Do ask which brand of COVID-19 vaccine is given to you, advises an expert Dr Vipin M. Vashishtha; that and 14 other questions that you may seek answers for
Kavita Majumdar
- “Both Covishield or Covaxin vaccines are going to have equal efficacy against the severe disease.”
- The government has advised not to administer Covishield vaccines to pregnant and lactating mothers.
- For people who have already been infected, the government advises that after 14 days of acute infection, a person can be vaccinated irrespective of his/her antibodies report.
- Check out the latest news and updates on Business Insider.
Business Insider approached Dr Vipin M. Vashishtha — who is currently the editor-in-chief at Indian Academy of Pediatrics (IAP) Textbook of Vaccines and former convener, IAP Committee on Immunization, plus he is also a consultant paediatrician at Mangla Hospital & Research Center, Bijnor, UP — to answer some of the other lingering questions we may have about the vaccine.
What are the different types of Covid-19 vaccines?
Basically, there are two types of vaccines: first, those developed on protein-based technique, and second, developed by gene-based technique/platform.

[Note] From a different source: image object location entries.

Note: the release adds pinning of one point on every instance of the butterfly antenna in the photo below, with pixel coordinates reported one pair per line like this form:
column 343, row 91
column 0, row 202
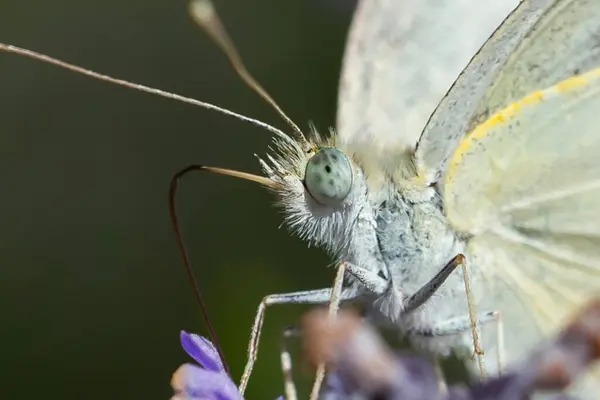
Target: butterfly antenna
column 142, row 88
column 186, row 261
column 180, row 243
column 158, row 92
column 204, row 14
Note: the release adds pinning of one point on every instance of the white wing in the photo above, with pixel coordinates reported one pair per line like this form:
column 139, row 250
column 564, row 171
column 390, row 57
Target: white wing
column 541, row 43
column 401, row 58
column 526, row 183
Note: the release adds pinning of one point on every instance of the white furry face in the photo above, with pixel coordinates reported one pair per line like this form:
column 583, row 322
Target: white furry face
column 320, row 188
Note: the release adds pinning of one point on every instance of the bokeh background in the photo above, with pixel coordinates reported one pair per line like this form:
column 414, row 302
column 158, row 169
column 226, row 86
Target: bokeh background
column 92, row 291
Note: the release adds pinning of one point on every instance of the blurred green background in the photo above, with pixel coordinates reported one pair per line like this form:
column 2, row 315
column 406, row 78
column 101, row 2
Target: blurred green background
column 93, row 293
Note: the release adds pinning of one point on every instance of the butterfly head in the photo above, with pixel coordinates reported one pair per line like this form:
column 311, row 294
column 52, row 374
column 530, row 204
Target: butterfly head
column 320, row 188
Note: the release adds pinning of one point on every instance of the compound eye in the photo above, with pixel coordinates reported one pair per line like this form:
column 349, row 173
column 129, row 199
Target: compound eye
column 328, row 176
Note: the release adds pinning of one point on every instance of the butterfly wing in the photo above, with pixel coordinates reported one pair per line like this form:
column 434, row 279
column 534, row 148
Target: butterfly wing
column 539, row 44
column 401, row 58
column 526, row 184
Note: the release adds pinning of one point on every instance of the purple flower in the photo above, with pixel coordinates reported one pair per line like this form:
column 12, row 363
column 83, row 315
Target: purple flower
column 209, row 381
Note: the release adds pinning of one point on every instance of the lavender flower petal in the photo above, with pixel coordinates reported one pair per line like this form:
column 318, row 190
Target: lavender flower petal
column 201, row 350
column 191, row 382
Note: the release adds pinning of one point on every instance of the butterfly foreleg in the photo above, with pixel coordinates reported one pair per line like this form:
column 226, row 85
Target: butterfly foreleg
column 318, row 296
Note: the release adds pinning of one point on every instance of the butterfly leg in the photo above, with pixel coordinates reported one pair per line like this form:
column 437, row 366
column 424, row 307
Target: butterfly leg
column 318, row 296
column 423, row 294
column 475, row 330
column 286, row 363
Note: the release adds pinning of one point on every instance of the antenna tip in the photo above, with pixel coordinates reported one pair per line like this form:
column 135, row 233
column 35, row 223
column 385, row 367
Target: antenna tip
column 202, row 11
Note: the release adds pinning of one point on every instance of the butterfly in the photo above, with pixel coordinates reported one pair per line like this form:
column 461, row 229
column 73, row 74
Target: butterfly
column 418, row 187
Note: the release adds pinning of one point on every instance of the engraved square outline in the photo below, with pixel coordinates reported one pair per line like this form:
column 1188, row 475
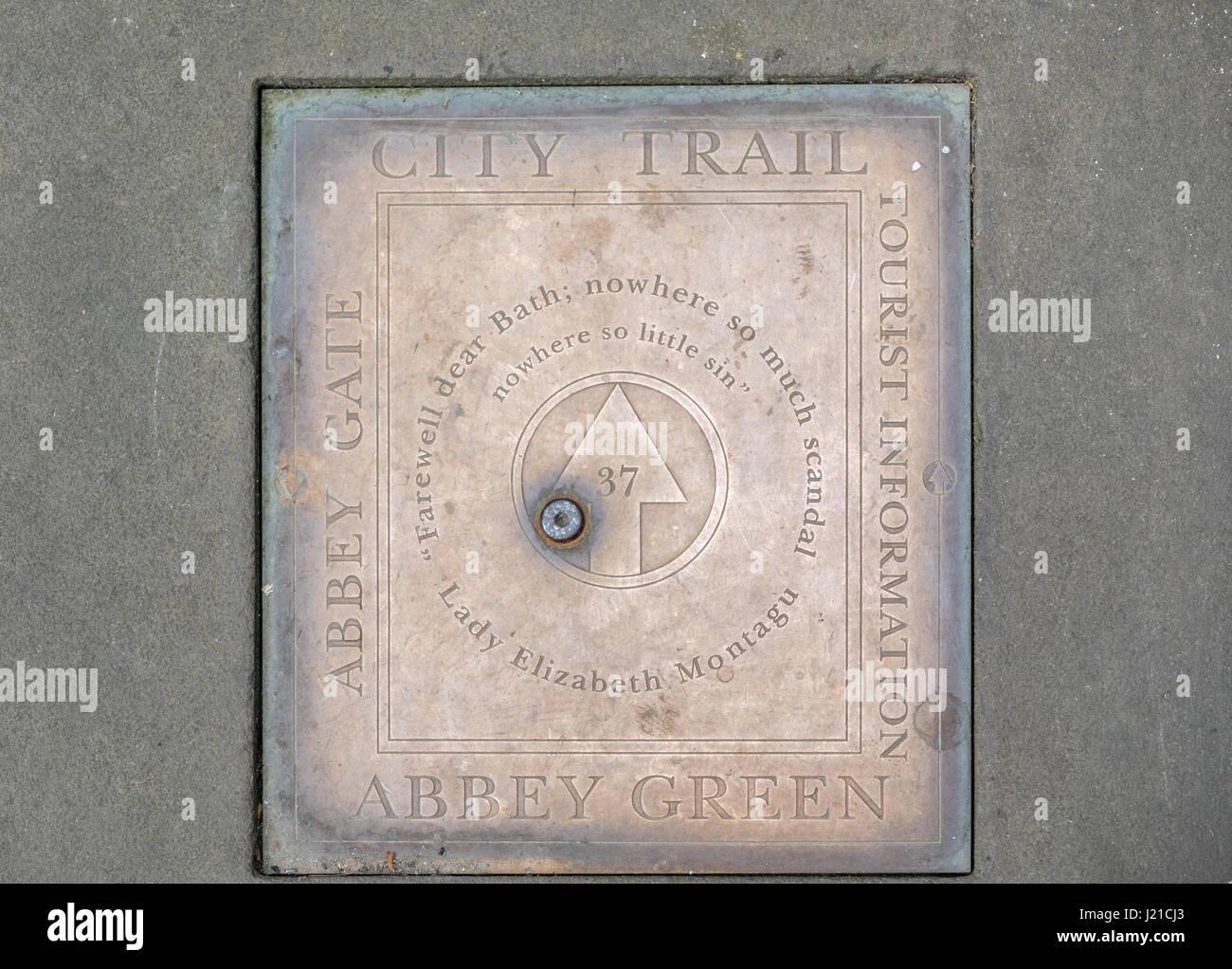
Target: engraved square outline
column 295, row 718
column 509, row 197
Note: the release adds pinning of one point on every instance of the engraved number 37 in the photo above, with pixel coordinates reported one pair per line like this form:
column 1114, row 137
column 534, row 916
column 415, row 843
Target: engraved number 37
column 607, row 479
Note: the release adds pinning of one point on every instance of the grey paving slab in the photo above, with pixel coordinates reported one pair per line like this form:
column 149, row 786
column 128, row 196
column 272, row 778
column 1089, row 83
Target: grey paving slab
column 155, row 435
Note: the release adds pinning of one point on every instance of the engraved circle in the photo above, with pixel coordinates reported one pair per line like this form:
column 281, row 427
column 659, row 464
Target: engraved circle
column 641, row 461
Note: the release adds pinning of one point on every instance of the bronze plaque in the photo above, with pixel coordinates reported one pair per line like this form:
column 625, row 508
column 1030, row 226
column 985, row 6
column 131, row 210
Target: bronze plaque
column 617, row 480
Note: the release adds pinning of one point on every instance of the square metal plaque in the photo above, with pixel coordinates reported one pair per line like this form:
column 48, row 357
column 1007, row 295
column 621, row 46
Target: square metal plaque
column 617, row 480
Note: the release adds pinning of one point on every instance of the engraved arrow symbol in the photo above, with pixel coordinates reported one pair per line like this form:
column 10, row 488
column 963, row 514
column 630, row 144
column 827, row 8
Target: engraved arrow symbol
column 619, row 464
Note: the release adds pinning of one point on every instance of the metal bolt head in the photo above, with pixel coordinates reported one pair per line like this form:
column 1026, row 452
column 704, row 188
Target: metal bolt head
column 562, row 521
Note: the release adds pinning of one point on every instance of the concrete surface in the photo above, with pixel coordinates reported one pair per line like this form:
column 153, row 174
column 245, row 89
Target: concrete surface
column 155, row 448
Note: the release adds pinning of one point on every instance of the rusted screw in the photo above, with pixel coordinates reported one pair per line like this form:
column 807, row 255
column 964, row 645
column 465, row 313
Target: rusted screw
column 562, row 521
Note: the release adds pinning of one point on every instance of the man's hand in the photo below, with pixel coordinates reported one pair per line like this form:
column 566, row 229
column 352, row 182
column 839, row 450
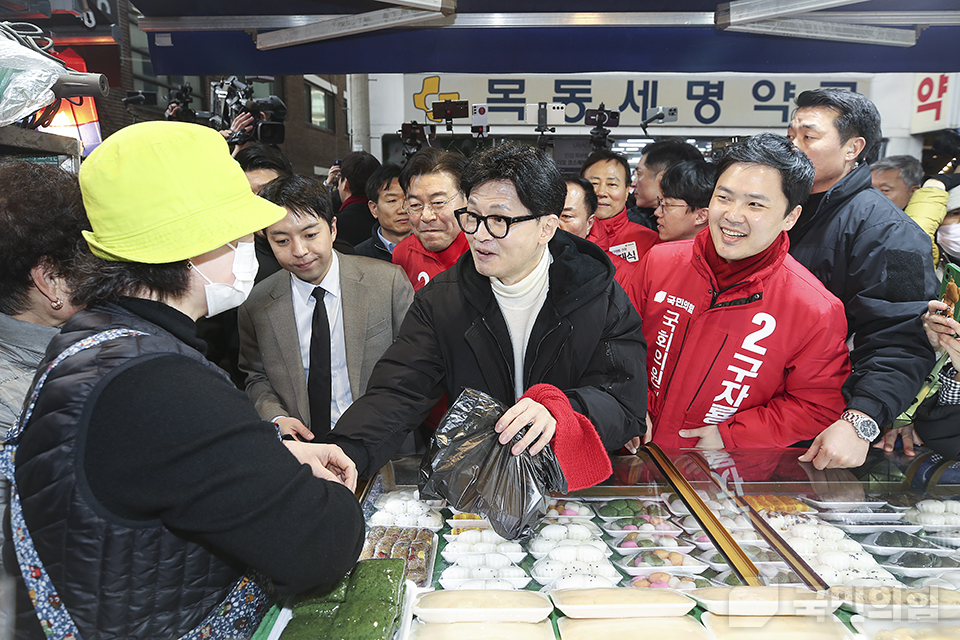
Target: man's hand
column 709, row 435
column 910, row 438
column 941, row 331
column 327, row 461
column 837, row 447
column 293, row 427
column 527, row 412
column 634, row 443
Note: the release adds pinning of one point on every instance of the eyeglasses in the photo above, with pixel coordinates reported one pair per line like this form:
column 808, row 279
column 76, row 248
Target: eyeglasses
column 437, row 207
column 662, row 204
column 497, row 226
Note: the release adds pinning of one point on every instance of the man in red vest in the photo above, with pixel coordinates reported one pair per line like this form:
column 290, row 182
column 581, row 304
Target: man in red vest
column 609, row 174
column 431, row 182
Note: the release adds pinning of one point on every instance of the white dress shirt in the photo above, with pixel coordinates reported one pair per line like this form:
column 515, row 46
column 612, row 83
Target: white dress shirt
column 303, row 304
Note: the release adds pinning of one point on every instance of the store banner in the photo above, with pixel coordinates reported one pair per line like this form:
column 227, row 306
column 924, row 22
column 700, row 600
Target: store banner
column 935, row 102
column 742, row 100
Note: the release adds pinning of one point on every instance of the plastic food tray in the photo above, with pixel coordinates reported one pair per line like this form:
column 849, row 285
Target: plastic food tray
column 689, row 569
column 892, row 565
column 765, row 601
column 784, row 627
column 684, row 627
column 481, row 631
column 482, row 606
column 621, row 603
column 843, row 504
column 681, row 547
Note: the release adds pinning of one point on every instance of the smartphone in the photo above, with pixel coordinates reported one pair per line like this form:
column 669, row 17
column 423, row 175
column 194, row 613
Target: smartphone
column 950, row 291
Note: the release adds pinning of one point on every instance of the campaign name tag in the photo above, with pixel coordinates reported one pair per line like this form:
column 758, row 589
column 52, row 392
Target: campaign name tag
column 627, row 251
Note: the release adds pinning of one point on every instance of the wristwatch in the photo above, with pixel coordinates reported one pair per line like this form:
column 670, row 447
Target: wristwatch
column 866, row 427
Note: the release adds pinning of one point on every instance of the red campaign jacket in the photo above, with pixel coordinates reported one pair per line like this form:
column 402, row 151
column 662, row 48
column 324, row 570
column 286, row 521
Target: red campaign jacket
column 422, row 265
column 764, row 359
column 613, row 233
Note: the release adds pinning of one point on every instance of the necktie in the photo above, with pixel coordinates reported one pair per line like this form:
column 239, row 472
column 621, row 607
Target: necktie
column 318, row 384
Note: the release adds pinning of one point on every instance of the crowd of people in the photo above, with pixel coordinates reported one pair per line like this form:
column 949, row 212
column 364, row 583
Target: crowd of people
column 767, row 299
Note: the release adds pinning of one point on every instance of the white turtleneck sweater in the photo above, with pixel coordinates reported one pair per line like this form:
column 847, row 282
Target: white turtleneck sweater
column 520, row 304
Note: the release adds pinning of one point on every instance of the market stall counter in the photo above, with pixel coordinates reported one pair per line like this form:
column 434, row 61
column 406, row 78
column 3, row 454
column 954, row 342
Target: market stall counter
column 698, row 544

Genetic platforms are more recent than the conventional protein-based techniques. A genetic material (nucleic acid) of the virus is used to produce proteins inside the cell in the former.
They are three types of vaccines:
a) Viral vector - where a harmless virus is used to carry a gene encoding the spike protein of SARS-CoV-2.
b) DNA - the gene encoding for spike protein is inserted in a bacterium that converts in the nucleus of a cell to mRNA and forms spike protein.
c) mRNA (a messenger RNA developed in a lab to carry instruction to form spike protein without entering the nucleus of the cell.
The live attenuated vaccines contain a genetically weakened virus that replicates to a limited extent, causing no disease but inducing immune responses similar to that induced by natural infection. The protein-based vaccines include inactivated (a killed virus is used as a vaccine), protein subunit (a part of the whole virus) and virus-like particle (only outer cover/shell of the virus) vaccines.
Are all Covid-19 vaccines equal? Which is the most efficacious vaccine candidate so far?
Not all vaccines are going to be successful, nor all are going to be equally efficacious against Covid-19 diseases. One vaccine by the University of Queensland was terminated because it yielded a false-positive HIV test in participants.
Most are found more efficacious against severe infections than against milder ones. This is more important as far as personal protection is concerned. In the phase III trials, the mRNA vaccines (by Pfizer and Moderna-94-95%) have far better efficacy than Gamaleya’s vector (91%) and Oxford’s vector vaccines (62%). Inactivated (killed) vaccines by China have lower efficacy ranging from 50-70%.
If one analyses the animal (macaque) trials, none of the key vaccines was able to prevent viral infection. However, all of them prevented severe disease. According to animal studies and early human trials, the highest number of antibodies were produced by Novavax followed by Moderna, Sinopharm and Janssen's vaccines, and lowest by Sinovac's killed vaccinates.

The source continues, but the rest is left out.